UBIT was implemented to keep the playing field even between plans that open businesses and the typical small business owners. If a plan or self-directed IRA was able to purchase a business and did not have to pay any taxes, it would be able to deliver an identical product at a discount. UBIT mitigates that risk for the typical business owner. UBIT is one of the most complicated areas of taxation in the Internal Revenue Code. It is imperative that you seek professional help to make sure you do not incur any severe tax penalties.
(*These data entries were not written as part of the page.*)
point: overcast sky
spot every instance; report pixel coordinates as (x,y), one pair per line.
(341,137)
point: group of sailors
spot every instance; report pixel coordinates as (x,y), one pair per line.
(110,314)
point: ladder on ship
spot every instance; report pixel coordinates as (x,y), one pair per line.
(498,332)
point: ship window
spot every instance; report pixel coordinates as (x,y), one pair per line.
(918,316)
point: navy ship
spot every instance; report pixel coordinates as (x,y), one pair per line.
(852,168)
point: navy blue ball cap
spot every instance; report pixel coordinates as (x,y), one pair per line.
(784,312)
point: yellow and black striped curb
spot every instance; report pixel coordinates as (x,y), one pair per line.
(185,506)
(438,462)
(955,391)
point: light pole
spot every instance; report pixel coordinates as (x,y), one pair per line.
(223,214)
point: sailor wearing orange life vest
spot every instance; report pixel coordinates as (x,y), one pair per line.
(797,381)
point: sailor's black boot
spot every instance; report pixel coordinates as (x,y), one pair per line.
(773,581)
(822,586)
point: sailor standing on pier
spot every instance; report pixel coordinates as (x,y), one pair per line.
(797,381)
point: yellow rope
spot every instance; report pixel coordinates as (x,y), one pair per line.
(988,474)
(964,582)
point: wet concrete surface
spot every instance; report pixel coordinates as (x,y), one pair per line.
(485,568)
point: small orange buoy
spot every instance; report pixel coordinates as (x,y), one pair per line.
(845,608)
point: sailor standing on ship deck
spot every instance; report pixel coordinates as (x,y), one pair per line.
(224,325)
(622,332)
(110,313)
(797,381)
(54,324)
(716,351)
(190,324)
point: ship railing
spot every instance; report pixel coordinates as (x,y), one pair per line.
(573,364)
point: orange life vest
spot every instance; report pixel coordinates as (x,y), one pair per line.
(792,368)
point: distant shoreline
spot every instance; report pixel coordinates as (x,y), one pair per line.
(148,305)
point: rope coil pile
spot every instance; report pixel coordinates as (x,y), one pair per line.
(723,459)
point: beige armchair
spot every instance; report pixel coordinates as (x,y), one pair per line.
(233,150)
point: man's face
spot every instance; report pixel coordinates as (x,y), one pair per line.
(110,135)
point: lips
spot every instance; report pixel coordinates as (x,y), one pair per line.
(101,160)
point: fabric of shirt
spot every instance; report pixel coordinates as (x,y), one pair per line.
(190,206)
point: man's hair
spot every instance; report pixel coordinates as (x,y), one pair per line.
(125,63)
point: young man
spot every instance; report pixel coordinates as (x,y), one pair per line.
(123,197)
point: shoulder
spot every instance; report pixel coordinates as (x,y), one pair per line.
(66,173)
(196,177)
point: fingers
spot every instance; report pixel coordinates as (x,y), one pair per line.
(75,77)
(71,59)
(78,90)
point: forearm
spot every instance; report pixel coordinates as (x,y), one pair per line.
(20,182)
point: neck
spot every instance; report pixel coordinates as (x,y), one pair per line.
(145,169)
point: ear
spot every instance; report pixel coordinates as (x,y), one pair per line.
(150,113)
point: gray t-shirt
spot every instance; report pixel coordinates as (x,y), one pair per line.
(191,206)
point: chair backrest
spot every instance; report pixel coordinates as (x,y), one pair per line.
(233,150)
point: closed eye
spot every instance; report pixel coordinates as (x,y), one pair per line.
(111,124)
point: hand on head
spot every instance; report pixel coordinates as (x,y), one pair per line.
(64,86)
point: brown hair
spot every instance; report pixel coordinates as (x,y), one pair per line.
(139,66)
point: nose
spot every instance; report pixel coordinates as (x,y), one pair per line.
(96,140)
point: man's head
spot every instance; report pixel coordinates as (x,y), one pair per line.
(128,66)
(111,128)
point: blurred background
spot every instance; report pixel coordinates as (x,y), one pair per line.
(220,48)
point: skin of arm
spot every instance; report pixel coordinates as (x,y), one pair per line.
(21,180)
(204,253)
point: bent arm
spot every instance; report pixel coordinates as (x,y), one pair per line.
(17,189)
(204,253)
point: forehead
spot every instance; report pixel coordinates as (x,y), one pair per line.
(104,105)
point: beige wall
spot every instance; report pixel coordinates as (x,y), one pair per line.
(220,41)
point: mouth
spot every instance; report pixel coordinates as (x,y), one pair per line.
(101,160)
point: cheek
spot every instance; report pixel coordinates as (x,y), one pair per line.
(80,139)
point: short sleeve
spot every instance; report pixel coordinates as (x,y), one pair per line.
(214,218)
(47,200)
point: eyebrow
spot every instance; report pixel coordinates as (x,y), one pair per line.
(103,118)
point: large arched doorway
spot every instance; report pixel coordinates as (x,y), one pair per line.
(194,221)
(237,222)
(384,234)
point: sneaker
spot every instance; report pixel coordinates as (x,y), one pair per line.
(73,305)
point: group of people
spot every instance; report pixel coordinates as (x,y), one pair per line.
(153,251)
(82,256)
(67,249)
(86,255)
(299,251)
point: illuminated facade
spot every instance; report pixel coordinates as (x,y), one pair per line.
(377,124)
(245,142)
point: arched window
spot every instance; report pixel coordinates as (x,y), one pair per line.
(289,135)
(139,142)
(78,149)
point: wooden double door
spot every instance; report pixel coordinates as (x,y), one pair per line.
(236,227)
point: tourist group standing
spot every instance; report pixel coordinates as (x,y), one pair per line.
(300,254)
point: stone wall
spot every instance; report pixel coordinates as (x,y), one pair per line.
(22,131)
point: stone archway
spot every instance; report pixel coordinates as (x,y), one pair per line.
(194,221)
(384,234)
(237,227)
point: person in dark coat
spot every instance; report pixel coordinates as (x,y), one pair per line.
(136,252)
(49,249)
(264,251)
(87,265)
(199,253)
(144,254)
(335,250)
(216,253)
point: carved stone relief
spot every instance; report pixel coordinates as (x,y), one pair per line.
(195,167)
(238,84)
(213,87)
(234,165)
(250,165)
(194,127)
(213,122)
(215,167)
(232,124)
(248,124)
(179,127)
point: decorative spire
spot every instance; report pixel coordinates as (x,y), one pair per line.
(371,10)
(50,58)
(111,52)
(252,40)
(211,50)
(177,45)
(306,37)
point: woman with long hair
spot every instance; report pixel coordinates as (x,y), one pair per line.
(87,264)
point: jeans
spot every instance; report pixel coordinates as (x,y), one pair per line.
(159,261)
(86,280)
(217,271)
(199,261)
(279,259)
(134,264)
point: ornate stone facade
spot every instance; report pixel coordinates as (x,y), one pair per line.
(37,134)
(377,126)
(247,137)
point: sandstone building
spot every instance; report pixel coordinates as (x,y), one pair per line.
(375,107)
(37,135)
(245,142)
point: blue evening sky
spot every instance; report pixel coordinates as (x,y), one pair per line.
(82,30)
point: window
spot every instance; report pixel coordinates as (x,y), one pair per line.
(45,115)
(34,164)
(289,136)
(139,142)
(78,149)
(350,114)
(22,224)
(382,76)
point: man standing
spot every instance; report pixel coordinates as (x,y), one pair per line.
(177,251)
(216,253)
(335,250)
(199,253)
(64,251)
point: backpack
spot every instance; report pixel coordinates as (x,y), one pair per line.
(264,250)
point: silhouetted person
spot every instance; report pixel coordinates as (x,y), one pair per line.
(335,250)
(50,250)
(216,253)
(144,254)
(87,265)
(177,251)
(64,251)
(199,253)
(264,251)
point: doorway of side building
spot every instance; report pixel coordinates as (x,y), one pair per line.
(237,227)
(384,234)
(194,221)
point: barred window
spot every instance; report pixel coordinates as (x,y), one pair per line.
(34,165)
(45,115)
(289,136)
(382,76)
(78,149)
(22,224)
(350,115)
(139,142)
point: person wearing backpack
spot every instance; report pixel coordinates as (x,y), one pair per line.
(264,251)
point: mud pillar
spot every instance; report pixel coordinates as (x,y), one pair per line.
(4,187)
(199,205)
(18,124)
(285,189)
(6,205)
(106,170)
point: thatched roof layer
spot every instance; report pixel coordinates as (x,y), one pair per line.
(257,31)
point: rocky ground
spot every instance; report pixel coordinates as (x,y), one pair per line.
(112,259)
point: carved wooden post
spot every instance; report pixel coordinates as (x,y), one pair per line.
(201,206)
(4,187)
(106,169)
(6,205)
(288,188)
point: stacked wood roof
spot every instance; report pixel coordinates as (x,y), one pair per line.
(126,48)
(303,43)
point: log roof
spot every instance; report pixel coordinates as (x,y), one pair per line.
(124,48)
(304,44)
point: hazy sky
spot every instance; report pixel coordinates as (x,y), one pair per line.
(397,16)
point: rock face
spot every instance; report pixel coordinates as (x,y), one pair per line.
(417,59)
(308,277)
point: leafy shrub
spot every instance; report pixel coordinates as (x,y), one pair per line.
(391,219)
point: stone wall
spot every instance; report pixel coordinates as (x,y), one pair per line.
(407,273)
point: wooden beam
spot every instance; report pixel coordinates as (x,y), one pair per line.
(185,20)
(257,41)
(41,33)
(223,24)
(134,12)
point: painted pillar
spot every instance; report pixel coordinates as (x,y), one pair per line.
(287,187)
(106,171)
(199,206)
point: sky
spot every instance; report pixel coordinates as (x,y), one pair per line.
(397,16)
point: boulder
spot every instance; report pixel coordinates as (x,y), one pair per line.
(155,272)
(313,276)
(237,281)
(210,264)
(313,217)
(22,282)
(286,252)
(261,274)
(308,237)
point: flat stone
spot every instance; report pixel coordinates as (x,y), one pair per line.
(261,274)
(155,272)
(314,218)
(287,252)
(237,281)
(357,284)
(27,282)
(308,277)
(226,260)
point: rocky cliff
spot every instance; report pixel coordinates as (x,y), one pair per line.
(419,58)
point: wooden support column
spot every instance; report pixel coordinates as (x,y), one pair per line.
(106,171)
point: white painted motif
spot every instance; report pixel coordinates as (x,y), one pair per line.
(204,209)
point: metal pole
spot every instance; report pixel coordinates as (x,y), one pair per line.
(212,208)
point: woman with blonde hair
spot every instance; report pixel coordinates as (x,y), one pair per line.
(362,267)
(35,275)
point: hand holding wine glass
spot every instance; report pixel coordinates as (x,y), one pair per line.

Q. What is UDFI? UDFI stands for Unrelated Debt Financed Income. UDFI is income generated by an IRA, or other retirement plans, through debt-financing or leverage. UDFI is taxed much like UBTI and is similarly as complicated. UDFI only applies to the profit realized through debt and is based on the highest amount of leverage carried within the past 12 months. Refer to IRC § 514(a) (1). For example: Your self-directed IRA purchased a piece of raw land in 1999 for $100,000 using a non-recourse loan with 50% down. In 2004, you sold that same piece of property to a developer for $200,000. Your IRA had secured a 50% loan to value (LTV) on the property, and let’s assume that you never paid down any principle because it was an interest only note. Fifty percent of the profit would be subject to UBIT because it was generated by money that was not related to the self-directed IRA. As a side note – UDFI does not apply if the debt is paid off 12 months prior to the sale of the property. If the self-directed IRA can pay off its loan early, it may not have to pay UBIT at all! If you are intending to purchase assets inside a self-directed IRA using debt-financing, please consult with a competent tax advisor.